I'd like to get my photos out of iPhoto and organise them all into folders once and for all, i.e. by shooting date, so I can easily make selections of which are keepers and be free to use any photo editing workflow. I'm looking for ideas of workflows or software/scripts that could help me do this quickly and easily. All photos have accurate EXIF data which I could use for this, together with OS X smart folders. I'd also be keen to know what kind of folder hierarchies you guys have found work best for you.
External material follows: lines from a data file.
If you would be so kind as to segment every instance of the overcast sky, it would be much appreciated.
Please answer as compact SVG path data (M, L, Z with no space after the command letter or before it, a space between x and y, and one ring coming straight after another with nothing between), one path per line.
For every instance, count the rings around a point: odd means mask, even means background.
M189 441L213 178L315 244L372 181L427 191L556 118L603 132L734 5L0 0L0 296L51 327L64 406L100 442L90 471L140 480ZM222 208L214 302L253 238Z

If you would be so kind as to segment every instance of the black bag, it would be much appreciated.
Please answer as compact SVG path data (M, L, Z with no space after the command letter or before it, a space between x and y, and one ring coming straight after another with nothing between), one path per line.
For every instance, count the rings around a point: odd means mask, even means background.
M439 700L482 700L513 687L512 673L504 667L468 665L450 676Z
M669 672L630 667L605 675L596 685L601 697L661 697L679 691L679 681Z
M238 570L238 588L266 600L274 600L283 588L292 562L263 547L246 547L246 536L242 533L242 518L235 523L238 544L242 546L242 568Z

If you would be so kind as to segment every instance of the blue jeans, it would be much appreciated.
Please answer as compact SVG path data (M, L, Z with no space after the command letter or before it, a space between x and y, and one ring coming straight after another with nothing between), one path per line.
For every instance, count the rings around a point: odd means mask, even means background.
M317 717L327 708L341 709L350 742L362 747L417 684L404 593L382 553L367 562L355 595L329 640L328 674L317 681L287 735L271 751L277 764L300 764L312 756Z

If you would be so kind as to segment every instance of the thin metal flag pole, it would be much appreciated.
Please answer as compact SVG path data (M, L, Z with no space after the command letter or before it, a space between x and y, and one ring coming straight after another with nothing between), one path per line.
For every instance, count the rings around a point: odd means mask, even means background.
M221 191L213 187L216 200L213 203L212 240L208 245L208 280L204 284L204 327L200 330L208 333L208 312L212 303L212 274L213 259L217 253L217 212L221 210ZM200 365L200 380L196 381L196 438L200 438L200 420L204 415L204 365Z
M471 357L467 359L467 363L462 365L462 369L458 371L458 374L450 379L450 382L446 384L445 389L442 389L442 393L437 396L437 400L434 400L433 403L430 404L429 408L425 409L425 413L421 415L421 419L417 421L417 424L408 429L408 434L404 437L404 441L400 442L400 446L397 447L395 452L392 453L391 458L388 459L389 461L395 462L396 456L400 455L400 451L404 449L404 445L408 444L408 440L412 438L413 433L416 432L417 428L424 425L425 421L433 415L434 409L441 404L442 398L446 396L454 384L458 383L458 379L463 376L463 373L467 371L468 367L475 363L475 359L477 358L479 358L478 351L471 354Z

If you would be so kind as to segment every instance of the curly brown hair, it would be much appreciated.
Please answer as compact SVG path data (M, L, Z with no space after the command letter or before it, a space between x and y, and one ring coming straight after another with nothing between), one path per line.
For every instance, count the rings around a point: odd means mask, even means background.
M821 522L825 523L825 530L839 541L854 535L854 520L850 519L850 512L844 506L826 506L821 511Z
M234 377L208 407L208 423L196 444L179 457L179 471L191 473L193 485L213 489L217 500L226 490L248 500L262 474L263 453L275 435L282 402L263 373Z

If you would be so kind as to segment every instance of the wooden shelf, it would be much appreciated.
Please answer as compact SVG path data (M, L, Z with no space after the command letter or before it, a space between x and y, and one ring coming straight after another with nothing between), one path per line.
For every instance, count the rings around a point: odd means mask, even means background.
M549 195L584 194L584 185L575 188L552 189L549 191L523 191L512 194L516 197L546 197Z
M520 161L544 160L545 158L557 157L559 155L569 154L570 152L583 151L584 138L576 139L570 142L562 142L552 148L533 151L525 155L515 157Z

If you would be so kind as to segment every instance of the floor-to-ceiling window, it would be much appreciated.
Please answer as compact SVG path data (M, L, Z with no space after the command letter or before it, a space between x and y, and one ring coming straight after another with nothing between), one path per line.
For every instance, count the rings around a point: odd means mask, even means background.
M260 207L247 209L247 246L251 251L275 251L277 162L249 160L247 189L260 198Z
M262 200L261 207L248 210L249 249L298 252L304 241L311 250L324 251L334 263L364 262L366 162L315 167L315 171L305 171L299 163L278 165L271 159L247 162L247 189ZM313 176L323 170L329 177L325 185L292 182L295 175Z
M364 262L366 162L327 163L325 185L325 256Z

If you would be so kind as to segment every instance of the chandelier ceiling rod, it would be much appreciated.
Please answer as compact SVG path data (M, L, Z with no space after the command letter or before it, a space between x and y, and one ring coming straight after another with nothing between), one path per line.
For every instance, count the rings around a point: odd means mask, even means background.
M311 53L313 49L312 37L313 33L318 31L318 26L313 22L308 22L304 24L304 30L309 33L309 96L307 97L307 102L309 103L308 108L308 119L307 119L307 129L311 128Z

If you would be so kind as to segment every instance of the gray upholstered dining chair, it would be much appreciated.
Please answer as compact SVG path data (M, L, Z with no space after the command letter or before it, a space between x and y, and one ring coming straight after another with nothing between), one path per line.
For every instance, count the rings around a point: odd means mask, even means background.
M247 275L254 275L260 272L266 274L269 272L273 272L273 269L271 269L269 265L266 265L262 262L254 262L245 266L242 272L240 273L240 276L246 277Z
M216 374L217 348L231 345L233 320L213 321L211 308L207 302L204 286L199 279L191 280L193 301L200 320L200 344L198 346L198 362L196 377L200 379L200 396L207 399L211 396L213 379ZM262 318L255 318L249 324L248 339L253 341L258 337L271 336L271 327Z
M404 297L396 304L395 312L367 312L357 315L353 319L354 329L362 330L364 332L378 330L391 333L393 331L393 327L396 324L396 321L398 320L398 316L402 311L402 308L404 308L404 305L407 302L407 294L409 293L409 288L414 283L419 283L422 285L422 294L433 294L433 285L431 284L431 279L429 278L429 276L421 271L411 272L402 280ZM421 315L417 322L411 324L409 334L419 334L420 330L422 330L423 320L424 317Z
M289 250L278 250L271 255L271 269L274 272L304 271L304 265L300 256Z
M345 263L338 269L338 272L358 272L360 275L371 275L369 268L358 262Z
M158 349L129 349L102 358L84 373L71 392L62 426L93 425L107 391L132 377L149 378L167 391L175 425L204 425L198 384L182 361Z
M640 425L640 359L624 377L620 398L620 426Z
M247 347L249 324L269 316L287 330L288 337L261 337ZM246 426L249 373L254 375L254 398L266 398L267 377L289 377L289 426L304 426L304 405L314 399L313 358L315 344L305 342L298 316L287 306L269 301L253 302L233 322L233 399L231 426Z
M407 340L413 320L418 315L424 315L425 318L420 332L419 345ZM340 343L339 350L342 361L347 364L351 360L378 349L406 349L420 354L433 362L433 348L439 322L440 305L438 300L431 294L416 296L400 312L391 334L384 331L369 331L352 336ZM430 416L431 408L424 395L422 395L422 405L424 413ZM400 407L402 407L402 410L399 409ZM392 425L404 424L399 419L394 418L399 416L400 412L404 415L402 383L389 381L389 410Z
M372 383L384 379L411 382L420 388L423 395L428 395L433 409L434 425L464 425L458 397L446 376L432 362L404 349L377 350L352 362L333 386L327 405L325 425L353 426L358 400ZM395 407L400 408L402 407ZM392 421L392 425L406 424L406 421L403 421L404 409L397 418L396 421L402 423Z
Ideally, the system would also:
  • Somehow retain my ratings, for those that are rated in iPhoto (e.g. by putting higher rated photos in their own folders)
  • Identify possible duplicates and place them in a separate folder for me to go through them
Thanks!
posted by scrm to Computers & Internet (2 answers total) 6 users marked this as a favorite
 
One suggestion (maybe not the best, but the first that came into my mind) is to import them all into Lightroom, allowing it to automatically organise them all by date in a Year/Month/Date hierarchy.

I don't know of any way of importing iPhoto rating data into Lightroom as star ratings directly, but you could use this ingenious method of turning them into keywords, then select all the images marked with "1 star" and rate them 1 star, etc. Also, as long as the Automatically Write Changes Into XMP thingy is ticked, you are exporting any changes you do in Lightroom. I know for a fact that they'll all open up with the RAW changes in Adobe Bridge.

The duplicates thing is not something I'm sure about. I think if the filenames are the same, then Lightroom might pick up on it, but there's probably a better method around.
posted by Magnakai at 6:25 AM on February 6, 2010


One step may be to pick one iPhoto library and import everything else into it. That will do all the sorting by date for you, and it will allow you to skip over any duplicates it finds too. I don't know how its dupe-matching works but it has identified a bunch for me. You may need to pull out the ones that have ratings in the other libraries manually.